17. Bölüm: Sürpriz

883 25 5
                                    

Oy vermeyi unutma aşkomm✨🥰

Keyifli Okumalar 























Mehmet Ağa'nın sert sesiyle irkildik. Cihan hızla elimden çekildi, gözleri öfkeyle parlıyordu. Mehmet Ağa ve adamları yaklaştıkça, beni korumak için cesurca önüme geçti.
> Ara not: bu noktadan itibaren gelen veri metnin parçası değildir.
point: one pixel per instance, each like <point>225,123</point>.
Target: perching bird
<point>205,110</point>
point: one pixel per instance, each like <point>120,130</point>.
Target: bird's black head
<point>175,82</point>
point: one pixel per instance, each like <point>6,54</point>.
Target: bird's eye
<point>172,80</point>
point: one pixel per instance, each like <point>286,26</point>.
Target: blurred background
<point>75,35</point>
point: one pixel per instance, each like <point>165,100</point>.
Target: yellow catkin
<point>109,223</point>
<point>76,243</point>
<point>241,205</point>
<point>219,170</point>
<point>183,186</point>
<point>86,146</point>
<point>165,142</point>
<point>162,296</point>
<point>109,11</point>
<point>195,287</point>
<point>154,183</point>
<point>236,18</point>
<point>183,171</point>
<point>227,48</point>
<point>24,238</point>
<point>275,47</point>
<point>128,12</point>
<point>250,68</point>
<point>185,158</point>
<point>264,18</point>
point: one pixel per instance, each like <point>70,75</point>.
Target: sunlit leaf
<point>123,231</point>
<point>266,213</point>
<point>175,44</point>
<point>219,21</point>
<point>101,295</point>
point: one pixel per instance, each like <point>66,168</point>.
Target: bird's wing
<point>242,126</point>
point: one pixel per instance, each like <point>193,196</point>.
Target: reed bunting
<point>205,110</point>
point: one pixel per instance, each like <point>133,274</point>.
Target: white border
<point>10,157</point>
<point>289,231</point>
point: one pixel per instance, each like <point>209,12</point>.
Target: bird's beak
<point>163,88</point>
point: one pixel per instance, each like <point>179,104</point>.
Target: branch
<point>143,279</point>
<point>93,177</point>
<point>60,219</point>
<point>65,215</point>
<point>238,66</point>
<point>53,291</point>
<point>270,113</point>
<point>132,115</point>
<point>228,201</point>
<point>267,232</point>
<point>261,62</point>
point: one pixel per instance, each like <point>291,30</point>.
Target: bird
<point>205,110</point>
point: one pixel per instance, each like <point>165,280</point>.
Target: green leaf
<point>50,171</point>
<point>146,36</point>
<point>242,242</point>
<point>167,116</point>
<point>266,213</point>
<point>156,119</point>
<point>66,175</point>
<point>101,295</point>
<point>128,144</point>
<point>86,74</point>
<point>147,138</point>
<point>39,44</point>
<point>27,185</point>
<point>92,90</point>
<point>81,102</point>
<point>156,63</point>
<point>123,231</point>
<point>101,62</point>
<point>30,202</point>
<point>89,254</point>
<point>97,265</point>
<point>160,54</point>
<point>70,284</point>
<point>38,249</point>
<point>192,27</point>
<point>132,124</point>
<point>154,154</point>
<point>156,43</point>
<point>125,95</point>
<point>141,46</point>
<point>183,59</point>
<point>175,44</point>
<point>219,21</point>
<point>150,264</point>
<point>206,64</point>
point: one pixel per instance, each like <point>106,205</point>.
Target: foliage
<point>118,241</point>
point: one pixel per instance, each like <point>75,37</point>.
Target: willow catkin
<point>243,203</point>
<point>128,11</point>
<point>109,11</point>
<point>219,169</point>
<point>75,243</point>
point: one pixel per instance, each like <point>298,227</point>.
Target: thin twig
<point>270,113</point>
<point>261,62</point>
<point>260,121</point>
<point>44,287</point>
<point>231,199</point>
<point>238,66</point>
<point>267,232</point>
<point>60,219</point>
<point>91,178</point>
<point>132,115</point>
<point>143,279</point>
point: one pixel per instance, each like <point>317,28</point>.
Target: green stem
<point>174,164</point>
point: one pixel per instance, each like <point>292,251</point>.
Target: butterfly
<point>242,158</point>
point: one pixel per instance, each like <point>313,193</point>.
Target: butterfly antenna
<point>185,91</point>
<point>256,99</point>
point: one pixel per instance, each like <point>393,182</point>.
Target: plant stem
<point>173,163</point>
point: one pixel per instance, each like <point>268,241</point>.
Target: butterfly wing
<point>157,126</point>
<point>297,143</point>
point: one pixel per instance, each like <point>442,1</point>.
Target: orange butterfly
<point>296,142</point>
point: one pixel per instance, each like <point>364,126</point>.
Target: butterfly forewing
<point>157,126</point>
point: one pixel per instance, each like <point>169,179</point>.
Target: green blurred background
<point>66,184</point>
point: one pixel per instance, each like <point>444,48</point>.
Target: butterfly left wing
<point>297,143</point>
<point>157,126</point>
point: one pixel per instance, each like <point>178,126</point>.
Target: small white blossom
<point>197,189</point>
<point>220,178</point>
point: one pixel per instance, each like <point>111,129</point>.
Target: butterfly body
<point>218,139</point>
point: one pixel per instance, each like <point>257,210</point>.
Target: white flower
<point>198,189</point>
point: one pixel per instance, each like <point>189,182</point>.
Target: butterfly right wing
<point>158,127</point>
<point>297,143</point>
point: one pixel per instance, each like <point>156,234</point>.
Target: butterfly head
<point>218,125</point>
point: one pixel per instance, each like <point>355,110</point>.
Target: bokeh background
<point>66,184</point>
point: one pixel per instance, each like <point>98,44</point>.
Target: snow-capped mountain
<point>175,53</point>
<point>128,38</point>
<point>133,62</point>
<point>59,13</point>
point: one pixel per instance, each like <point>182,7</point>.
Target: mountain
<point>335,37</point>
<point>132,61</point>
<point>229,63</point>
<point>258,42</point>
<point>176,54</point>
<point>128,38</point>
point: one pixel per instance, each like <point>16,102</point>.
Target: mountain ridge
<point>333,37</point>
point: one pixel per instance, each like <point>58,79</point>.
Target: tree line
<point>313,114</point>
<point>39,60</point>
"Ahmet Ağa'nın kızına göz dikenin gözü çıkartılır!" diye bağırdı Mehmet Ağa. Cihan cesaretini toplayarak, "Saygısızlık yapmıyorum, efendim. Sadece Zühre'ye destek olmaya geldim." dedi.

Mehmet Ağa, "Destek olmaya mı geldin? Zühre, bu adamla ne işin var burada?" diye sert bir şekilde bana baktı. Gözlerim dolu dolu, "O bana yardım ediyor, Mehmet Ağa. Sadece konuşuyoruz, lütfen zarar vermeyin." diye yalvardım.

Mehmet Ağa, "Ahmet Ağa'nın kızına karışanın sonu kötü olur. Onu buradan uzaklaştırın!" diye emir verdi. Adamları Cihan'ı zorla çekip uzaklaştırdılar.

Cihan'ın gözleri üzüntüyle dolu, "Zühre, ben buradayım. Her zaman yardım etmeye hazırım. Sadece haber vermen yeterli olacak!" diye bağırdı.

Ben ise gözyaşları içinde kaldım, çaresizce ona bakarak, "Teşekkür ederim, Cihan." dedim. Gözlerimiz bir an daha buluştu, sonra ayrılmak zorunda kaldık.

Mehmet Ağa'nın gölgesinde kaybolmuş, içimi bir korku kaplamıştı. Olayların gelişimi belirsizdi, ama içimde bir umut belirdi. Belki de Allah'ın bir şekilde yardımıyla, engellerin aşabilirdim.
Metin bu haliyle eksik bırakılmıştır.